The one film that created the greatest buzz this year was Quentin Tarantino's stunning debut, “Reservoir Dogs” (Miramax release), which won the prestigious international critics award for best first film. The jury praised Tarantino for “a spectacular debut that combines a brilliant narrative sense, and expressive use of space, and an insightful direction of actors.”
“Reservoir Dogs” is the fascinating story of a group of men, unknown to each other, brought together to assist a criminal mastermind in a jewelry heist. The tale explores in an unprecedented way the male psyche (macho identity, trust and betrayal, camaraderie) and criminal mind. A deft, all male-cast, headed by Harvey Keitel and Tim Roth assist an original script and flawless staging. Watch out for the bright star of writer-director Tarantino.

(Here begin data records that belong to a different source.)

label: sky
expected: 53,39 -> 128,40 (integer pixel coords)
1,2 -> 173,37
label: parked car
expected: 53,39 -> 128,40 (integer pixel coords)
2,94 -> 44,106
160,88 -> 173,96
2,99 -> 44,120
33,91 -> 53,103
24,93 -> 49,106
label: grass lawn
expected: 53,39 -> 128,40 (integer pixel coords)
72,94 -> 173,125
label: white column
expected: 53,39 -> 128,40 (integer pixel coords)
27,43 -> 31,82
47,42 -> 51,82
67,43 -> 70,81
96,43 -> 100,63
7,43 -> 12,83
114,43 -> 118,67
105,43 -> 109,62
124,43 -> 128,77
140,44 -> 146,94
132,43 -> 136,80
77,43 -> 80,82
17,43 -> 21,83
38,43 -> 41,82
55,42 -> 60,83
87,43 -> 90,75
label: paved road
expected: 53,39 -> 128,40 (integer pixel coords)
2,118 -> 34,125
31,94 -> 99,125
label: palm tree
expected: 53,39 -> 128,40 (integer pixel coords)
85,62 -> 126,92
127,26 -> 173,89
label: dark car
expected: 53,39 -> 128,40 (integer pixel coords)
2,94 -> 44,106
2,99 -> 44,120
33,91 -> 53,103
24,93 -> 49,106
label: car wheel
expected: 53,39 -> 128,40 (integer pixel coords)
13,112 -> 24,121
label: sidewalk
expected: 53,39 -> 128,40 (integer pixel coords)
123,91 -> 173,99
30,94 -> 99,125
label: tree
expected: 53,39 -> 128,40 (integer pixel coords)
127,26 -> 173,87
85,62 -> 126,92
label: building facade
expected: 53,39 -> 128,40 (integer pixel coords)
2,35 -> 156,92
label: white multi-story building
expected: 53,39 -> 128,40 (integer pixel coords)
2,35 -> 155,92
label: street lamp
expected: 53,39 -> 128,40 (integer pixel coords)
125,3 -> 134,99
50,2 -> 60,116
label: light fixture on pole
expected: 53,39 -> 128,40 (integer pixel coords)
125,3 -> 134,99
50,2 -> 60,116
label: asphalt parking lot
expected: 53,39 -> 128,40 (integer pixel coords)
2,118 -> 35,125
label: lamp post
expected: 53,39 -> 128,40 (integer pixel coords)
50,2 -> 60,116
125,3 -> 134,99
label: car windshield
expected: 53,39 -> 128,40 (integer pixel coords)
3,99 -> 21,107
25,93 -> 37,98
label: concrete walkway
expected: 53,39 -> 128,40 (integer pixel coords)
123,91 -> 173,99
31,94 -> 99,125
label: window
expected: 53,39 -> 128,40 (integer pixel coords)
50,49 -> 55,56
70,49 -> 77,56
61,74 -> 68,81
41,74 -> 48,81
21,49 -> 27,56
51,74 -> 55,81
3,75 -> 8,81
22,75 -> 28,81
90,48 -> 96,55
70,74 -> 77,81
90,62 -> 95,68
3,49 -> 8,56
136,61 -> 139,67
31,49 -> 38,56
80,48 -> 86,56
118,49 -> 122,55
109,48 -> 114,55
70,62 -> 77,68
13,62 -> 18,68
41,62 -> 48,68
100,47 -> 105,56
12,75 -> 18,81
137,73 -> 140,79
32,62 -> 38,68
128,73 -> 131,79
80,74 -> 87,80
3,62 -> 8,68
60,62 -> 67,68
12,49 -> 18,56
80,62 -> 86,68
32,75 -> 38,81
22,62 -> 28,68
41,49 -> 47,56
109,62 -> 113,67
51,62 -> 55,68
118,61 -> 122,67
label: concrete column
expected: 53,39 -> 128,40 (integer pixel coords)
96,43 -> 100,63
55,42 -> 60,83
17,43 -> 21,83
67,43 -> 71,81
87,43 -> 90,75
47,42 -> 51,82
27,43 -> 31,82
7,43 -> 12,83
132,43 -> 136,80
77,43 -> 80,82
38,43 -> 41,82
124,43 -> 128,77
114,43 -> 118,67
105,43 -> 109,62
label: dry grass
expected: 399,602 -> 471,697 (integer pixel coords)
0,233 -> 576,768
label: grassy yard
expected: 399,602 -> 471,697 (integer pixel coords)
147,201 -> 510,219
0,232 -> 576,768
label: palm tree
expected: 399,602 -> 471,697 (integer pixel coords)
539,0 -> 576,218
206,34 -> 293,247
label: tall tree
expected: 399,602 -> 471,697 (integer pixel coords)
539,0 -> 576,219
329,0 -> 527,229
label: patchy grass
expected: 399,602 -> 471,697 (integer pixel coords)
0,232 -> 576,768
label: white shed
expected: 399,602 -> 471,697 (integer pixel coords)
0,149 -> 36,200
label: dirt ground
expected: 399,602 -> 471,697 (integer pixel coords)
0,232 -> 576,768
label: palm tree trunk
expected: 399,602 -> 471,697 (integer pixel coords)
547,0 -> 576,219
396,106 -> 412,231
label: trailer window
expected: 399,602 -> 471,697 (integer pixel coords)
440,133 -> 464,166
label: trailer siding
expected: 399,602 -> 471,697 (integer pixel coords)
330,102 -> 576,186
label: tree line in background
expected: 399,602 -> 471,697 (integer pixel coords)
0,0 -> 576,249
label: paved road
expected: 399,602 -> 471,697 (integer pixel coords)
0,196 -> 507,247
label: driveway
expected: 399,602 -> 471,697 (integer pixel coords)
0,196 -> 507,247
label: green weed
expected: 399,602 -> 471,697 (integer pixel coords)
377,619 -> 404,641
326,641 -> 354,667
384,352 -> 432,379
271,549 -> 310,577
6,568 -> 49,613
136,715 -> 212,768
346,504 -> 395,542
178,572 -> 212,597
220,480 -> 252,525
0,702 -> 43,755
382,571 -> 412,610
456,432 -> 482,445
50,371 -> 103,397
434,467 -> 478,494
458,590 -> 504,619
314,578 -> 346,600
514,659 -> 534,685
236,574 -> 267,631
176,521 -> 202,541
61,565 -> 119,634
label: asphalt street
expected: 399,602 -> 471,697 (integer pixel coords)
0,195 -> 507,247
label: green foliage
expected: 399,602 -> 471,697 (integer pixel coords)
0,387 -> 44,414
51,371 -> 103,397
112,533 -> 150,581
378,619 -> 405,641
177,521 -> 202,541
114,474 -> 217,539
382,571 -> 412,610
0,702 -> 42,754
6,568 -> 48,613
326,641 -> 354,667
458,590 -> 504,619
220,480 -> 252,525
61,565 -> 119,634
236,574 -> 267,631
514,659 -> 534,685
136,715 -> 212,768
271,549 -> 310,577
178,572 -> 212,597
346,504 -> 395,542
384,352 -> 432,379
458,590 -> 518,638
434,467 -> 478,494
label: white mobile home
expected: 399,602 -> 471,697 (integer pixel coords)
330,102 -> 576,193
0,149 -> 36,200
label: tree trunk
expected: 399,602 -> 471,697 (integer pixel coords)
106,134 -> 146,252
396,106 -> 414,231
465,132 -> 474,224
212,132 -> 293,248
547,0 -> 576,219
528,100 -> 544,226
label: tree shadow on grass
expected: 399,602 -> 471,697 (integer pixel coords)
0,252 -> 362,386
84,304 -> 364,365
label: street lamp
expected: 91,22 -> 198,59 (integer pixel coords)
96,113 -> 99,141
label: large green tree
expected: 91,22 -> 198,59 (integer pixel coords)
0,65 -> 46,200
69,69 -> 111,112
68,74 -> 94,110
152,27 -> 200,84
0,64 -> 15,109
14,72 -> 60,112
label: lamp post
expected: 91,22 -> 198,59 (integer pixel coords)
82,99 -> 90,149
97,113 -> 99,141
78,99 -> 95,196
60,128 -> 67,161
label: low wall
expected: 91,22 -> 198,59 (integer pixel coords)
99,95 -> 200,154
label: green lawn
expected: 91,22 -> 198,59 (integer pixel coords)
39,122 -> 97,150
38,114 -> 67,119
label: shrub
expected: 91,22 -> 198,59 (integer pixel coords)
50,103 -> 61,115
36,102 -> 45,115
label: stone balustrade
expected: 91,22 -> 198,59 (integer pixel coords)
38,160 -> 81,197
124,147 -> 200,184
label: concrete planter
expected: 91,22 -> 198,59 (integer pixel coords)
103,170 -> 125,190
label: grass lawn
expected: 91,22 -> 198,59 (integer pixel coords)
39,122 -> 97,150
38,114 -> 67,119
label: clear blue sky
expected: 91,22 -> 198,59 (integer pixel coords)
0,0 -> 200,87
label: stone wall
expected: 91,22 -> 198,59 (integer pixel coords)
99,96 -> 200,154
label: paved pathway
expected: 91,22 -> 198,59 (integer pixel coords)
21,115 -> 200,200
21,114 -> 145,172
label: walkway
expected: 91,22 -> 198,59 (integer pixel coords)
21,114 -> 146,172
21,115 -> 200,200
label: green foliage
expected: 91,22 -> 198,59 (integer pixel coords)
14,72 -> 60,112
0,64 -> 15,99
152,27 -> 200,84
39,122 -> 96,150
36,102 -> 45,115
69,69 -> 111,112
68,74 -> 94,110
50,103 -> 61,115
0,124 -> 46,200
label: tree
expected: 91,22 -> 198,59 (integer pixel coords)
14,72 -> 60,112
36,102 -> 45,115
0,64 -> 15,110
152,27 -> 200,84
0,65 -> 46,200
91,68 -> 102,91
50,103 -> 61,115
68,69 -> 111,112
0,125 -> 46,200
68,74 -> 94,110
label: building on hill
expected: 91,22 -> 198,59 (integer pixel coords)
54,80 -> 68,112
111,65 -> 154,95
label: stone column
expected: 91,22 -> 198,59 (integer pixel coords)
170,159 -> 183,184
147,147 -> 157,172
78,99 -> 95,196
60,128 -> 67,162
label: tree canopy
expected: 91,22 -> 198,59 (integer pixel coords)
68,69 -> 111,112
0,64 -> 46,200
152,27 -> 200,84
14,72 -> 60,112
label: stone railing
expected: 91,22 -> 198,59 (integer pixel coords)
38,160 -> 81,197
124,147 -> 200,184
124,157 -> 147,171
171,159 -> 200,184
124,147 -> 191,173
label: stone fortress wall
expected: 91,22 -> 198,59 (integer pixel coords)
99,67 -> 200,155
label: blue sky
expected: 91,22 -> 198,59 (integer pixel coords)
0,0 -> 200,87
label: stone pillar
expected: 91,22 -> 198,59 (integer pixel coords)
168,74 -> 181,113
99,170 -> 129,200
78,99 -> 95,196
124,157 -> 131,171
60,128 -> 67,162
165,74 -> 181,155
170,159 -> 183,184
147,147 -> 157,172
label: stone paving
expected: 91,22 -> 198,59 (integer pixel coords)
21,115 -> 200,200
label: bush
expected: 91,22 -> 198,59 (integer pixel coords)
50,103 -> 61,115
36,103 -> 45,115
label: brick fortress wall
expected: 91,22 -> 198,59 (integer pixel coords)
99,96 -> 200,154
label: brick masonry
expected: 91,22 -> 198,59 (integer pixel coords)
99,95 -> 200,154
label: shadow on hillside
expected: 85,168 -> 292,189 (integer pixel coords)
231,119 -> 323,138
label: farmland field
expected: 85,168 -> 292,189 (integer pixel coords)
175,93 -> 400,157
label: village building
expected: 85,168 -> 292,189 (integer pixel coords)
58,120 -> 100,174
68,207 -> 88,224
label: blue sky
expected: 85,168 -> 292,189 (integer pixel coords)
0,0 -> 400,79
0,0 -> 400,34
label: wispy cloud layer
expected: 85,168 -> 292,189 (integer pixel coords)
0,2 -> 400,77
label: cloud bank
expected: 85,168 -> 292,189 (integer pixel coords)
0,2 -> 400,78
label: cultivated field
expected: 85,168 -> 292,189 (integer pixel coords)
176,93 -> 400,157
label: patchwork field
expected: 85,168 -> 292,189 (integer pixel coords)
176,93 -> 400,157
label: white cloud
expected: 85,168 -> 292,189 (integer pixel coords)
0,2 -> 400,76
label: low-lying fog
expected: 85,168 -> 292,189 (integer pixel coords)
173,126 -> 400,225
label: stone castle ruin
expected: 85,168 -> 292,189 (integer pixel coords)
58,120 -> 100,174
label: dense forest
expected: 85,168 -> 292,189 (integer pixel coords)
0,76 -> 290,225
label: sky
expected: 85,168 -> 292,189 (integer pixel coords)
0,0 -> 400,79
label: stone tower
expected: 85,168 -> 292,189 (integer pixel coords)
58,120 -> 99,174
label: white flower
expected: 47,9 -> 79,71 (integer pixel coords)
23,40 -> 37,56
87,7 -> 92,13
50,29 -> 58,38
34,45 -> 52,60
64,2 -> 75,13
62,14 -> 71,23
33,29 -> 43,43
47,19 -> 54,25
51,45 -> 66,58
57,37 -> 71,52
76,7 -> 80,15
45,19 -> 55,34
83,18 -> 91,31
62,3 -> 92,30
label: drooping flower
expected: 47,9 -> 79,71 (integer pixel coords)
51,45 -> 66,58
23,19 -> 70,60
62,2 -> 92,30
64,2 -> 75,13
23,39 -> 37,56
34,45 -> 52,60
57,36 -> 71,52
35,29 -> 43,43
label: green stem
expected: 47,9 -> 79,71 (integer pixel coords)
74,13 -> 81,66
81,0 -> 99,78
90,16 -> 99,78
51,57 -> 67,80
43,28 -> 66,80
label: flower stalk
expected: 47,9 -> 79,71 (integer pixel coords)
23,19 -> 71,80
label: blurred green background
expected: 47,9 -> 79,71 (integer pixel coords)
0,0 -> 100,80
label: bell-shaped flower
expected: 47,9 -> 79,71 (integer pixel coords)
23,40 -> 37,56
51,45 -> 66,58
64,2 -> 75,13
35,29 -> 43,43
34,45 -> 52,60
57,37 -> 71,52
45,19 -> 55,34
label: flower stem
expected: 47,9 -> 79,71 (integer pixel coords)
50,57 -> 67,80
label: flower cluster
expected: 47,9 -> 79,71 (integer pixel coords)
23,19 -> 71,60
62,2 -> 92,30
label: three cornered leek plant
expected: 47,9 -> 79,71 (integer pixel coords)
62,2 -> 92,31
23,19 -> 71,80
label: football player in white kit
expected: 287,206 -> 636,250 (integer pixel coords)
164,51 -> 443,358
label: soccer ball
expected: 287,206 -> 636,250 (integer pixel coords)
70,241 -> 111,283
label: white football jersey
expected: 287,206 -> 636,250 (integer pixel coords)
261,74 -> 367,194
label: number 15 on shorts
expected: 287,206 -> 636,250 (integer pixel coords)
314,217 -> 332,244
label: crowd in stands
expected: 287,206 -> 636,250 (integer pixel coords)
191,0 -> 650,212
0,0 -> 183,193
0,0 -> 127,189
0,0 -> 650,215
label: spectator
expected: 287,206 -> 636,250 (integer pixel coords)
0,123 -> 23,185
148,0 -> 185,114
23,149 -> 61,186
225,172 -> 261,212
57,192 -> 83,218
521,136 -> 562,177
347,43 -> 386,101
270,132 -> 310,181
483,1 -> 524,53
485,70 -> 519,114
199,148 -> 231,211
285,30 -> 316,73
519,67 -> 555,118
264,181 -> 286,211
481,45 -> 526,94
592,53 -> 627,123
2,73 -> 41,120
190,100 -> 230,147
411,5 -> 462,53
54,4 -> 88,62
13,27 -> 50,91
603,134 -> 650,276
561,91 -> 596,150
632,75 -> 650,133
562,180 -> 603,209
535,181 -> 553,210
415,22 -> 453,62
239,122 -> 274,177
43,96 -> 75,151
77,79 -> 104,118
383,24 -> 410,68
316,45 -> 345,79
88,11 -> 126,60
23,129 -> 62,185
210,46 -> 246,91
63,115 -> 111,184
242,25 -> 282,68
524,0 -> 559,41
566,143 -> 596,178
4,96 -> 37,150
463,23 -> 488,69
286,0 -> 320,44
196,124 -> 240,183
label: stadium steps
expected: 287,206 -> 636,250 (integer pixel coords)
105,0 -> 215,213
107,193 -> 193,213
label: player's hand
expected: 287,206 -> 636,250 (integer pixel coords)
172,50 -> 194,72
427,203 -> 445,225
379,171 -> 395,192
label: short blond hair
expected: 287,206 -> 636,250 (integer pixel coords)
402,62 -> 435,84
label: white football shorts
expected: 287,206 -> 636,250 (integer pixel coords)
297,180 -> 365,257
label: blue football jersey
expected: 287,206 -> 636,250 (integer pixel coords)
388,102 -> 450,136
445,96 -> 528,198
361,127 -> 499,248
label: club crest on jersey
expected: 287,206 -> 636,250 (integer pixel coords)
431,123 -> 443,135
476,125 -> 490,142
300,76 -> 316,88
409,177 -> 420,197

Thanking the jury for the award, Tarantino said, “If I was on the jury I would have given the prize to 'Man Bites Dog.'” Well, the film critics seemed to agree with the filmmaker. Belgian director Remy Belvaux's Man Bites Dog won the Metro Media Award, a prize voted by the entire accredited press contingent.
In “Man Bites Dog” (“C'est Arrive Pres de Chez Vous”), a match made in heaven is struck between Ben, a serial killer, and a team of directors looking for a suitable subject for their new documentary.
Ben is not shy about sharing his professional secrets and philosophical insights; nor is he reticent about showing the “meat” of his work.
The filmmakers follow Ben from body-dumping sessions to a choreographed strangulation, from scaring a grandmother to a Mason-like rape and murder. Shrewd, “deviant,” and funny, “Man Bites Dog” is a satirical stab at our new cultural icons. You begin to understand why there are so many films, TV programs, and books, and about serial killers.